Imagine a player in middle position holding a marginal hand like ATo. He wants to try and get lucky, but he doesn’t know quite how far he should take it. Thus you’ll often be able to extract two streets of value by betting, while he calls (unprofitably) waiting for a lucky strike.

Punish Poor Players

Aggression ties in with the notion of punishment: you want bad players to pay for their badness. There are all sorts of players you want to harass from the button, but the most common is the limper.

The limper loves to flat-call preflop raises with crappy hands. Often these guys are calling stations. A limper’s goal is to see as many cards as possible while paying the least amount of money to do so.
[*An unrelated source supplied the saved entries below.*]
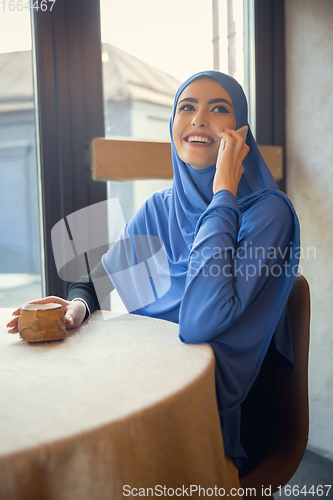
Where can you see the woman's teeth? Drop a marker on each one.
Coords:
(197, 138)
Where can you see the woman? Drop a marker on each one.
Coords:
(229, 236)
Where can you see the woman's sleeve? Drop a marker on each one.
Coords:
(85, 288)
(233, 263)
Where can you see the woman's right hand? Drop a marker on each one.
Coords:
(229, 168)
(75, 311)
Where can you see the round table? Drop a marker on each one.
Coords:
(118, 407)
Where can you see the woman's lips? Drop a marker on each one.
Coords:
(199, 140)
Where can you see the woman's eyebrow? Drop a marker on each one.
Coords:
(219, 99)
(211, 101)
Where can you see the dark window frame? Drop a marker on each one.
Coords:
(70, 113)
(270, 75)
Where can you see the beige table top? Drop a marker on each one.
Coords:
(122, 401)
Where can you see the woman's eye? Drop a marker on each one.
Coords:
(220, 109)
(187, 107)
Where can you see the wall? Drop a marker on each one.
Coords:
(309, 157)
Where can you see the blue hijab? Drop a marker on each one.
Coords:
(237, 315)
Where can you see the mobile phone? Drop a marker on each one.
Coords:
(242, 131)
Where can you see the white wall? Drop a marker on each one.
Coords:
(309, 150)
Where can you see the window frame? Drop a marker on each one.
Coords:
(67, 49)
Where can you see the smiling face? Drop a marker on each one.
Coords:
(204, 109)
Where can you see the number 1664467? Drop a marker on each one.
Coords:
(20, 5)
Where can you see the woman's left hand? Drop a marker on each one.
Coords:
(229, 168)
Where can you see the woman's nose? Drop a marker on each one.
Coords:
(200, 119)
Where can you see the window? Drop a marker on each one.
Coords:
(148, 49)
(20, 239)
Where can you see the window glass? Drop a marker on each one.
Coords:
(149, 48)
(20, 247)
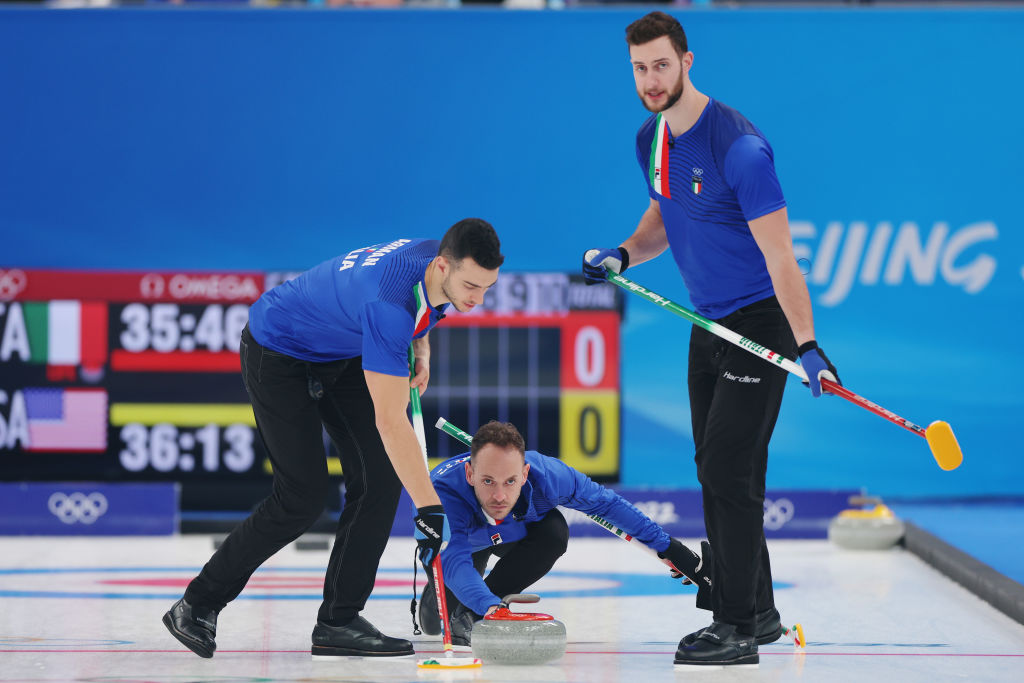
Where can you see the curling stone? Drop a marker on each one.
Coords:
(517, 638)
(877, 528)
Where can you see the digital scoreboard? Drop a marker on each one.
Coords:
(134, 376)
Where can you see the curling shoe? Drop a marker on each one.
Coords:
(195, 628)
(358, 638)
(430, 623)
(462, 626)
(719, 645)
(769, 629)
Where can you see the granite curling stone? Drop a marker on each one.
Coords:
(877, 528)
(518, 638)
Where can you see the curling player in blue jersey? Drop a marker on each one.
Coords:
(501, 500)
(329, 350)
(716, 203)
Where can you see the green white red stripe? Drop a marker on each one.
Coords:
(422, 309)
(658, 166)
(67, 333)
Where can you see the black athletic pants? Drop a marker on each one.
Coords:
(521, 562)
(734, 401)
(292, 399)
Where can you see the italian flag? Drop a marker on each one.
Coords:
(422, 309)
(658, 166)
(67, 333)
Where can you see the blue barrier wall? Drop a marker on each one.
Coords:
(239, 139)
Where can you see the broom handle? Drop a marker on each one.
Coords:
(939, 435)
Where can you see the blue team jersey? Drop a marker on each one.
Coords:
(550, 482)
(370, 302)
(709, 182)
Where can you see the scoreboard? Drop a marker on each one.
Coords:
(134, 376)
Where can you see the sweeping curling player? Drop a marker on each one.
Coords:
(449, 660)
(796, 633)
(939, 434)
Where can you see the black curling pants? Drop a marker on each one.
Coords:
(734, 400)
(521, 562)
(293, 401)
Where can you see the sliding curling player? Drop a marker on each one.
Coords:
(501, 500)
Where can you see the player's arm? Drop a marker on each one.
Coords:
(461, 577)
(771, 231)
(390, 396)
(648, 241)
(421, 347)
(581, 493)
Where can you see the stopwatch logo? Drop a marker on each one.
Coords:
(778, 512)
(11, 283)
(78, 507)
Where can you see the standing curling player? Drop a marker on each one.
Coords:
(501, 500)
(717, 204)
(329, 350)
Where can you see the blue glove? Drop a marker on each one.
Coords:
(817, 366)
(598, 261)
(432, 534)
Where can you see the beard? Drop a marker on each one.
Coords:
(673, 97)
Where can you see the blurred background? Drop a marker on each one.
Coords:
(163, 163)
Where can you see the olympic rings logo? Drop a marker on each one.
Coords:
(11, 284)
(78, 507)
(777, 513)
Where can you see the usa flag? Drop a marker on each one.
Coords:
(66, 419)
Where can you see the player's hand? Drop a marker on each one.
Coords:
(597, 261)
(686, 563)
(817, 366)
(432, 534)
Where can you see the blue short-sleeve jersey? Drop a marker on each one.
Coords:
(370, 302)
(710, 181)
(550, 482)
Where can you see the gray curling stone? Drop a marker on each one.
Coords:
(518, 638)
(878, 528)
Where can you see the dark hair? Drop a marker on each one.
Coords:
(653, 26)
(502, 434)
(474, 238)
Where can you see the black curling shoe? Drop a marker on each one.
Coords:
(358, 638)
(718, 645)
(769, 629)
(194, 627)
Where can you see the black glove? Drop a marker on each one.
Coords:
(596, 262)
(685, 563)
(432, 534)
(689, 564)
(817, 366)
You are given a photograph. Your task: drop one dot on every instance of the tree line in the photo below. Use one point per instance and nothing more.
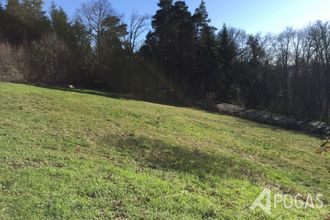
(183, 58)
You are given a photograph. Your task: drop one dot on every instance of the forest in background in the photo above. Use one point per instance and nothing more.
(183, 58)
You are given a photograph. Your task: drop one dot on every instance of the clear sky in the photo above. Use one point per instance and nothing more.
(251, 15)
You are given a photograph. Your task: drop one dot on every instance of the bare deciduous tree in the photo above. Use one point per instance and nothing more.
(138, 25)
(93, 14)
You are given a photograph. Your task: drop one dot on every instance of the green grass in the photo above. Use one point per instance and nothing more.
(70, 155)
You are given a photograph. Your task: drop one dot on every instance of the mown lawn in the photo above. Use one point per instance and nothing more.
(72, 155)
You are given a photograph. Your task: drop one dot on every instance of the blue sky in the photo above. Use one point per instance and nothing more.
(251, 15)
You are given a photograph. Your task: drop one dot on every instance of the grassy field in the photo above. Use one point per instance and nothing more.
(72, 155)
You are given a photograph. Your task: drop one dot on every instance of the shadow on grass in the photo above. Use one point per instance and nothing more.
(156, 154)
(118, 96)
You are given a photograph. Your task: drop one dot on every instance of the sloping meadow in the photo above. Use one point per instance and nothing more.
(71, 154)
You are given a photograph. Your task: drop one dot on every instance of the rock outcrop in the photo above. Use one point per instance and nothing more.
(315, 127)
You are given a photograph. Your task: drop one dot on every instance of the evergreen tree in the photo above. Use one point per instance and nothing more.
(207, 67)
(227, 52)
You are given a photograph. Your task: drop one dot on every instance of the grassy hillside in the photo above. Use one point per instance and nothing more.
(75, 155)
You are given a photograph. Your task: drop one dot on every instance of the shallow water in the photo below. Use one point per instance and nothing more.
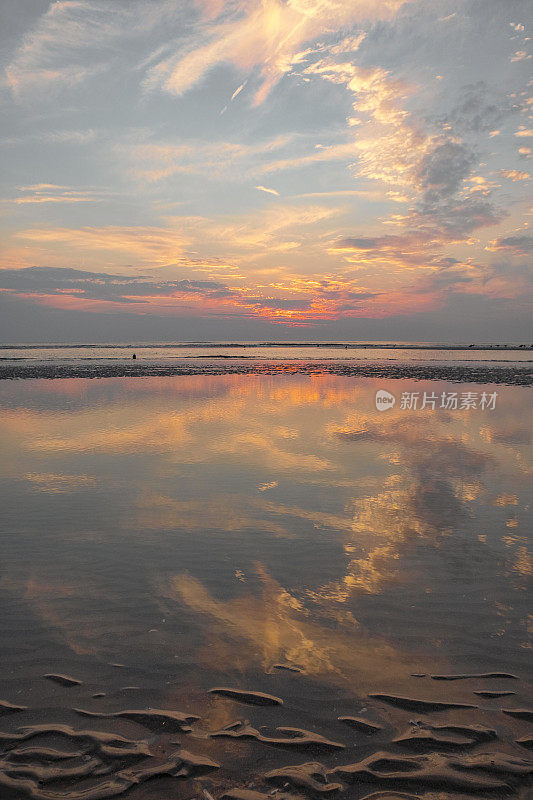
(164, 536)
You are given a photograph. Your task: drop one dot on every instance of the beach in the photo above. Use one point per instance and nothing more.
(251, 581)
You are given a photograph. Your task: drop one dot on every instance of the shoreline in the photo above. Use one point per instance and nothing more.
(513, 376)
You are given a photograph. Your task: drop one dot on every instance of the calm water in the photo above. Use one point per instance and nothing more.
(204, 531)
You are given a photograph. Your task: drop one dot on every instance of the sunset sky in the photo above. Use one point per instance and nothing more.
(265, 169)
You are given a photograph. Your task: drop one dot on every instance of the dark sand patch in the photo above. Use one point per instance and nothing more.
(360, 724)
(294, 737)
(155, 719)
(63, 680)
(248, 697)
(10, 708)
(413, 704)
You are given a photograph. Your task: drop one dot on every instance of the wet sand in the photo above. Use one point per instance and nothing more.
(497, 373)
(217, 588)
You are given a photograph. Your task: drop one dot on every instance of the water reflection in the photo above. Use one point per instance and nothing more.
(267, 520)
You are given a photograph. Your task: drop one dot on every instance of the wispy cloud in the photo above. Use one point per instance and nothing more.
(267, 190)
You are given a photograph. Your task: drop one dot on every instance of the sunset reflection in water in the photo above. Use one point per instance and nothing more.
(217, 527)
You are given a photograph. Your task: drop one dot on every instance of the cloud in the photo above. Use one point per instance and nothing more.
(264, 34)
(41, 193)
(521, 244)
(515, 175)
(266, 189)
(155, 161)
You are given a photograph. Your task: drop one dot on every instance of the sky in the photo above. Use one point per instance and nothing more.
(265, 169)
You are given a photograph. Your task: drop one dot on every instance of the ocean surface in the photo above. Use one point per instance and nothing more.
(268, 584)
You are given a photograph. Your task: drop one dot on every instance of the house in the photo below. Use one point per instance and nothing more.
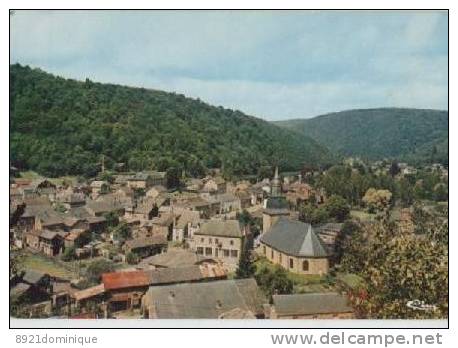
(222, 240)
(215, 185)
(147, 246)
(36, 286)
(125, 289)
(99, 187)
(275, 206)
(175, 258)
(71, 200)
(102, 207)
(146, 210)
(207, 300)
(295, 246)
(327, 305)
(155, 191)
(229, 203)
(52, 243)
(187, 224)
(146, 180)
(94, 294)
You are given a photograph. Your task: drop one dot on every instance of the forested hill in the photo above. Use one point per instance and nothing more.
(417, 135)
(60, 126)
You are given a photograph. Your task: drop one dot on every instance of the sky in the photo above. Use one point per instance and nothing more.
(273, 65)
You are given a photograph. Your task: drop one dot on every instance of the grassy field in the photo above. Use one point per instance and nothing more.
(43, 264)
(31, 175)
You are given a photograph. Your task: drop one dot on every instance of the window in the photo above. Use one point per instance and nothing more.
(305, 265)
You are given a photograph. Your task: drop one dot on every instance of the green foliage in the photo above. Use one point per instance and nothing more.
(313, 214)
(273, 279)
(409, 134)
(397, 267)
(334, 209)
(337, 208)
(61, 126)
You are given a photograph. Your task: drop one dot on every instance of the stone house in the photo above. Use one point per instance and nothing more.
(327, 305)
(187, 224)
(207, 300)
(148, 246)
(295, 246)
(221, 240)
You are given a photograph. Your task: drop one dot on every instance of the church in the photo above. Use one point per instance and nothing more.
(290, 243)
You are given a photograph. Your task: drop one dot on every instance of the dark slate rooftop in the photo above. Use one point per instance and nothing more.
(206, 300)
(314, 303)
(294, 238)
(226, 228)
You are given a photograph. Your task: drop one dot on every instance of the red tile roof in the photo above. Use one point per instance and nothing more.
(120, 280)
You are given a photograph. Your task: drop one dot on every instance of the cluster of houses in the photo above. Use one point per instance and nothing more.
(187, 245)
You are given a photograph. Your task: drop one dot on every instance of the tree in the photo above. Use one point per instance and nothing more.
(394, 169)
(96, 268)
(377, 200)
(273, 279)
(313, 214)
(337, 208)
(398, 267)
(440, 192)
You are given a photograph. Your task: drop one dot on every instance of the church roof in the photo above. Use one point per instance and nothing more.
(294, 238)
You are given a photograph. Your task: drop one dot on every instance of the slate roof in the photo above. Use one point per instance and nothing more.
(314, 303)
(89, 292)
(207, 300)
(176, 275)
(19, 289)
(146, 242)
(187, 216)
(32, 277)
(226, 228)
(174, 258)
(294, 238)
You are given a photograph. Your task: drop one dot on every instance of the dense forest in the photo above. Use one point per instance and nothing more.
(413, 135)
(60, 126)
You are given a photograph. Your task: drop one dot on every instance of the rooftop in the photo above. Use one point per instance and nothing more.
(294, 238)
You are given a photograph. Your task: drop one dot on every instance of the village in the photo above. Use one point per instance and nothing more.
(129, 247)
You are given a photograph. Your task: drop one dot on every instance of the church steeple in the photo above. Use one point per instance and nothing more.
(276, 185)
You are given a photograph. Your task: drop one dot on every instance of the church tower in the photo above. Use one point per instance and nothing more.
(274, 206)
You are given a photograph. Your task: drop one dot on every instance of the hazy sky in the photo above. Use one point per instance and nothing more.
(275, 65)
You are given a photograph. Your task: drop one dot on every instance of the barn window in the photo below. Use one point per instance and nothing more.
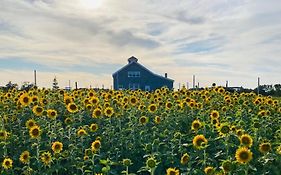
(134, 74)
(134, 86)
(120, 86)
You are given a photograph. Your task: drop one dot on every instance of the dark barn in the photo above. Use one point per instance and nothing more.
(135, 76)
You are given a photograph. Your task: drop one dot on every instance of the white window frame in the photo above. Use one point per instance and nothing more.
(133, 74)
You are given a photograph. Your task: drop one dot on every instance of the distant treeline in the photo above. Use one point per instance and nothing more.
(267, 90)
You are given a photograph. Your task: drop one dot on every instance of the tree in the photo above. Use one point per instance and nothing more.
(27, 86)
(55, 84)
(11, 85)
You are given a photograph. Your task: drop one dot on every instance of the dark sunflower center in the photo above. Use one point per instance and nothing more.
(35, 132)
(73, 107)
(25, 156)
(245, 140)
(244, 155)
(39, 110)
(25, 100)
(196, 125)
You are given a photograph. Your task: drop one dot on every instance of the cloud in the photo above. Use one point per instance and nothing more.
(218, 40)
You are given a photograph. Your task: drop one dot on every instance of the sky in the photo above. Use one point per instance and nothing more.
(86, 41)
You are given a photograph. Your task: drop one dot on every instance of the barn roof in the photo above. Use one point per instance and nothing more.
(134, 60)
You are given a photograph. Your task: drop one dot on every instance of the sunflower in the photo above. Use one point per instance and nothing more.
(86, 157)
(67, 120)
(168, 105)
(94, 127)
(152, 108)
(96, 145)
(133, 100)
(34, 131)
(52, 114)
(34, 99)
(214, 114)
(72, 108)
(97, 113)
(227, 166)
(278, 150)
(264, 147)
(199, 141)
(7, 163)
(151, 162)
(37, 110)
(243, 155)
(108, 111)
(157, 119)
(30, 123)
(81, 132)
(89, 107)
(24, 99)
(3, 135)
(224, 128)
(246, 140)
(57, 147)
(46, 158)
(94, 100)
(24, 157)
(184, 158)
(196, 124)
(67, 99)
(262, 113)
(172, 171)
(143, 120)
(209, 170)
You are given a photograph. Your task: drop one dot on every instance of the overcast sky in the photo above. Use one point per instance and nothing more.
(88, 40)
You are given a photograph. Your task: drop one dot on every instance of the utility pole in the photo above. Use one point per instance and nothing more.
(193, 82)
(258, 85)
(35, 83)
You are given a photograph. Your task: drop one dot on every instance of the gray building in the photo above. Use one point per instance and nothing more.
(136, 76)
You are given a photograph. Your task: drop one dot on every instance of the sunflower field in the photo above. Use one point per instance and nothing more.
(188, 132)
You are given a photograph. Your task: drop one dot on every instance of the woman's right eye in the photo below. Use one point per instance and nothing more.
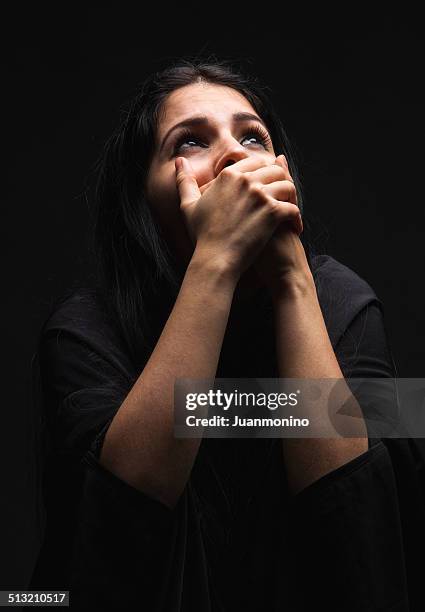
(183, 139)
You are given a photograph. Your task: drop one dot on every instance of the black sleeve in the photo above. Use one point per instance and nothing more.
(346, 539)
(129, 549)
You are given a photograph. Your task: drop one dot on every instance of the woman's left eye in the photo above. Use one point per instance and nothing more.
(255, 132)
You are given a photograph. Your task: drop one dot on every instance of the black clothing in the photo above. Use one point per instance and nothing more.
(236, 540)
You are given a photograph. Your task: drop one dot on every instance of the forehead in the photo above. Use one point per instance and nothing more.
(217, 101)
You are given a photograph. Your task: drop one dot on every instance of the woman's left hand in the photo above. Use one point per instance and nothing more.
(284, 255)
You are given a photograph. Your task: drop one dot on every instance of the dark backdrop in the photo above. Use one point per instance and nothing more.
(348, 89)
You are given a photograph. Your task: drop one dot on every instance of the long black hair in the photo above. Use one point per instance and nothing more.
(134, 269)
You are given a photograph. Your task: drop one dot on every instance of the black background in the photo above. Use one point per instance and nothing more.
(348, 87)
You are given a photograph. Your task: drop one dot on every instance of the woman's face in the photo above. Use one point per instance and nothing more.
(227, 132)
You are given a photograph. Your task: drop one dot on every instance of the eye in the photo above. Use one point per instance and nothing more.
(260, 134)
(185, 137)
(190, 138)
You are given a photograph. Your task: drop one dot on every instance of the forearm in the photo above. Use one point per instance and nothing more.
(304, 350)
(139, 446)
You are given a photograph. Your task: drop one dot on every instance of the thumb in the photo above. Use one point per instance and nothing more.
(186, 182)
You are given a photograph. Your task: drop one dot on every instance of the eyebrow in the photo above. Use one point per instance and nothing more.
(203, 120)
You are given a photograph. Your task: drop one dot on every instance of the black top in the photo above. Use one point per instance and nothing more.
(236, 540)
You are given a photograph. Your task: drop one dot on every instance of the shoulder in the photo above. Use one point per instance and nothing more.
(342, 294)
(79, 318)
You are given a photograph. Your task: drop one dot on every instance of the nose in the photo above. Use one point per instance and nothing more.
(232, 154)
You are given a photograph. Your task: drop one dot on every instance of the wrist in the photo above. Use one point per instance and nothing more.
(213, 265)
(292, 283)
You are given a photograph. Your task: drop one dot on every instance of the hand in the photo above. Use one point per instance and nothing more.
(284, 254)
(234, 216)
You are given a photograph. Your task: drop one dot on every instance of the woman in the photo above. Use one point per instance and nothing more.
(204, 271)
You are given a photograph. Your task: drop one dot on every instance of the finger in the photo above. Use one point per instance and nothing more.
(282, 190)
(281, 160)
(268, 174)
(253, 162)
(205, 186)
(186, 182)
(287, 211)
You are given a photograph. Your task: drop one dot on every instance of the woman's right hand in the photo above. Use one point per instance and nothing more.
(234, 218)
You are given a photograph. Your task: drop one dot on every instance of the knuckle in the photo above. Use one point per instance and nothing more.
(227, 173)
(255, 189)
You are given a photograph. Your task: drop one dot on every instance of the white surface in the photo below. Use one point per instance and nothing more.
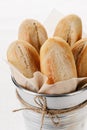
(11, 15)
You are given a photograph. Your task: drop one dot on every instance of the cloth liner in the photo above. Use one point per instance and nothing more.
(38, 83)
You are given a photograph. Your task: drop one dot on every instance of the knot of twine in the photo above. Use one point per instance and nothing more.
(42, 108)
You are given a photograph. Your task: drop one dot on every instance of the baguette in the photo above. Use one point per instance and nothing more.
(70, 29)
(24, 57)
(80, 54)
(57, 61)
(33, 32)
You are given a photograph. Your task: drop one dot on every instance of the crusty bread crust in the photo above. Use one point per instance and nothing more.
(24, 57)
(57, 61)
(69, 28)
(80, 54)
(33, 32)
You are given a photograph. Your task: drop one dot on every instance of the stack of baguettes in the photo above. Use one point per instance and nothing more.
(61, 57)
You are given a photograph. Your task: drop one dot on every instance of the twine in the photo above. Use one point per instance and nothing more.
(42, 108)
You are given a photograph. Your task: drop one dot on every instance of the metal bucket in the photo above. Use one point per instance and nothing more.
(74, 120)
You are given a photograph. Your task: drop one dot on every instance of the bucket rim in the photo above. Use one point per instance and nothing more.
(47, 95)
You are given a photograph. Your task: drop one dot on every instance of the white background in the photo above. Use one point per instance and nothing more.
(11, 15)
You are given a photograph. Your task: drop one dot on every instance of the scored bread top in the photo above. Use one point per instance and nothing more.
(56, 60)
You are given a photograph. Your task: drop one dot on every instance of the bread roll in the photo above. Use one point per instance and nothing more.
(24, 57)
(80, 54)
(57, 61)
(33, 32)
(70, 29)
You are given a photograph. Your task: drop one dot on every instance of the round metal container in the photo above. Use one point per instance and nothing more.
(68, 121)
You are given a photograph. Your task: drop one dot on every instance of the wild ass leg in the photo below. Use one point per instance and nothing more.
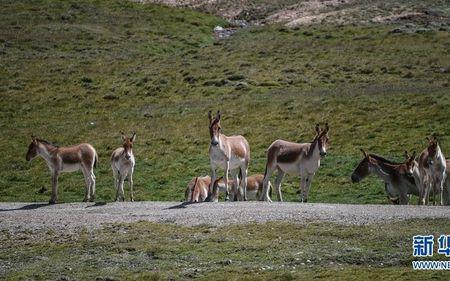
(423, 189)
(441, 189)
(306, 184)
(265, 192)
(130, 181)
(244, 181)
(225, 178)
(211, 192)
(120, 189)
(92, 185)
(54, 196)
(236, 193)
(278, 180)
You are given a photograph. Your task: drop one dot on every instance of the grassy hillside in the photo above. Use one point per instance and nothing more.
(81, 71)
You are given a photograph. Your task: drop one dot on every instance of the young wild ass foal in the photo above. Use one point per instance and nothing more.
(231, 154)
(197, 188)
(122, 164)
(432, 169)
(66, 159)
(295, 158)
(399, 181)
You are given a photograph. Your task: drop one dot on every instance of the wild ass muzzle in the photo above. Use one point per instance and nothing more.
(122, 164)
(66, 159)
(432, 169)
(399, 182)
(295, 158)
(231, 154)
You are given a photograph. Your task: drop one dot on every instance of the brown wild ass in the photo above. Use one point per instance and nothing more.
(197, 188)
(295, 158)
(432, 169)
(254, 187)
(122, 164)
(66, 159)
(231, 154)
(413, 168)
(399, 181)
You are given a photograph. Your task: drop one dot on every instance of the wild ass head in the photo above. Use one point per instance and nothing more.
(363, 169)
(432, 149)
(322, 139)
(33, 149)
(410, 163)
(214, 128)
(128, 145)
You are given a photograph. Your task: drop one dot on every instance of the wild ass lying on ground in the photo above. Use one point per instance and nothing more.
(295, 158)
(231, 154)
(254, 187)
(122, 164)
(66, 159)
(399, 182)
(197, 188)
(432, 169)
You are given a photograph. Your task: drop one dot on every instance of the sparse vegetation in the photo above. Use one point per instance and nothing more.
(81, 71)
(281, 251)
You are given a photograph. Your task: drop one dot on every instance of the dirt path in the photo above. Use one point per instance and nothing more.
(69, 217)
Thus your goal on the button is to charge these players as much as possible to draw, punishing them for playing crappy poker.

After a few orbits at a table, you’ll get to know who the limpers are. You should aim to play pots with these guys alone when you’ve got position. Since their range is weighted towards marginal and straight up bad hands, you will often be ahead to start; and whatever advantage you lack in hand strength you will make up for by knowing how to win via aggressive play.

Poker Button Position

Make sure you practice a little caution when punishing poor players. If you find yourself up against a true calling station, you do not want to bluff. Against weak players, your best bet is to put in a preflop raise with any hand that beats their likely calling range. Then play a straightforward game after the flop. This prevents you from wasting money by bluffing unbluffable players. It also extracts the most money when you have legitimate hands.